Наконец галерам франков, уже после того как мы успели со вкусом и не торопясь пообедать, удалось взять нас в клещи, пока еще на расстоянии больше двух кабельтовых. Все же они были помельче, поуже в корпусе и повертче большой сарацинской галеры. Наш корабль только на прямой дистанции выигрывал у них в скорости, дважды вырываясь из этих «клещей» короткими рывками. Последний раз, выйдя прямо из-под шпирота франкской галеры, на который уже готовы были спуститься их абордажники. Пару франков удалось подстрелить сарацинским матросам из тугих турецких луков. И одного ссадить с мачты, когда тот лез в «воронье гнездо» с арбалетом. Стрела попала ему в левую руку, но вот громкое падение с реи на палубу вряд ли добавило ему здоровья.
До этого мы дважды уже сходились с франками на перестрел, но легкие стрелы валлийцев относил посвежевший ветер, и я приказал бросить это бесполезное занятие и не тратить зря стрелы. Выждать, пока ближе не подойдут. Арбалетный болт доставал палубы противника, но его также, хоть и намного меньше, сбивал с прицела ветер.
Впрочем, и врагам нашим ветер также не помогал стрелять в нас.

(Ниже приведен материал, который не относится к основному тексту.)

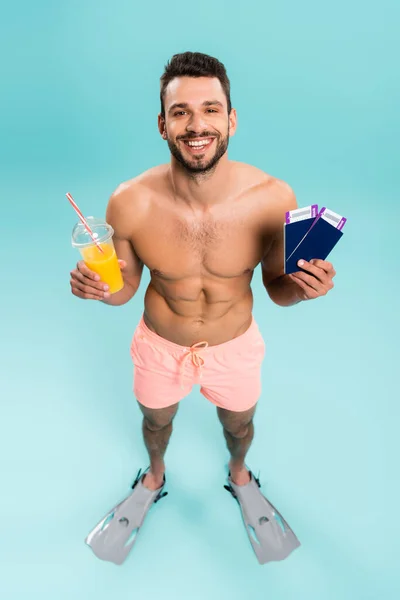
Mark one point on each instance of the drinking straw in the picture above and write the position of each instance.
(85, 223)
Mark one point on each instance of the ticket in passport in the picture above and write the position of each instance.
(310, 234)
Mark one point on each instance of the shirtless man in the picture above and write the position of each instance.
(201, 224)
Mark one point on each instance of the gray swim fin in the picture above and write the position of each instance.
(113, 538)
(271, 537)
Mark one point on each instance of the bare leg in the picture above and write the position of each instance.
(157, 429)
(239, 433)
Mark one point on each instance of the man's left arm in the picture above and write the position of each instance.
(287, 290)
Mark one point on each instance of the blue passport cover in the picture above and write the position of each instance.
(294, 233)
(320, 240)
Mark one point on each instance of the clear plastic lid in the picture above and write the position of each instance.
(102, 232)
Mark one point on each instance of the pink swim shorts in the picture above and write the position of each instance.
(229, 374)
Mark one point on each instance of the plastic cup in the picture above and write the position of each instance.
(105, 263)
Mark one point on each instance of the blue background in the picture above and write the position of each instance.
(316, 89)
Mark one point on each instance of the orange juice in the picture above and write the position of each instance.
(106, 265)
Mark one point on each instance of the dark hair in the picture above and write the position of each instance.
(194, 64)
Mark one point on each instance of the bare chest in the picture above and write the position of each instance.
(220, 245)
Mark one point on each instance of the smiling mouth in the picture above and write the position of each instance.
(198, 145)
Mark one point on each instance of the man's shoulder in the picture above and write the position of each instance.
(131, 200)
(141, 185)
(271, 190)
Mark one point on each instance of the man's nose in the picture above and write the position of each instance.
(196, 123)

Пока мы с франками вот так играли в морские кошки-мышки, небо потемнело, и ветер резко усилился. Паруса все убрали и гоняли друг друга исключительно на веслах.
А потом неожиданно пришел шторм.
Да что я говорю — не шторм, а ШТОРМ!!!
И нас разнесло с противником высокими водяными валами далеко друг от друга.
Ощущение того, что низ моего живота стремится сорваться в колени, появилось у меня и больше не пропадало. Точно так же, как и верх желудка поселился где-то в районе зоба, стараясь проскочить наружу. Но пока было еще терпимо. А потом нас стало немилосердно мотать на больших волнах, которые шторм перекатывал через палубу, и все внутри меня поменялось местами.
Это был первый настоящий шторм, который я видел за обе своих жизни, и поначалу зрелище разбушевавшейся стихии завораживало и притягивало к себе мой взгляд этой величественной нечеловеческой жутью, но постепенно морская болезнь взяла свое.
Бортовая качка была еще терпимой, хотя и на пределе возможностей. А вот когда пошла килевая, то я неожиданно обнаружил себя в каюте, валяющимся пластом на оттоманке с вывернутым наизнанку желудком и привкусом медной пуговицы во рту. Периодически сокращался буквой «зю» и меня рвало горькой желчью — больше нечем было. Да и желчи во мне почти не осталось. Казалось, еще чуть-чуть — и выверну в медный таз последние свои потроха.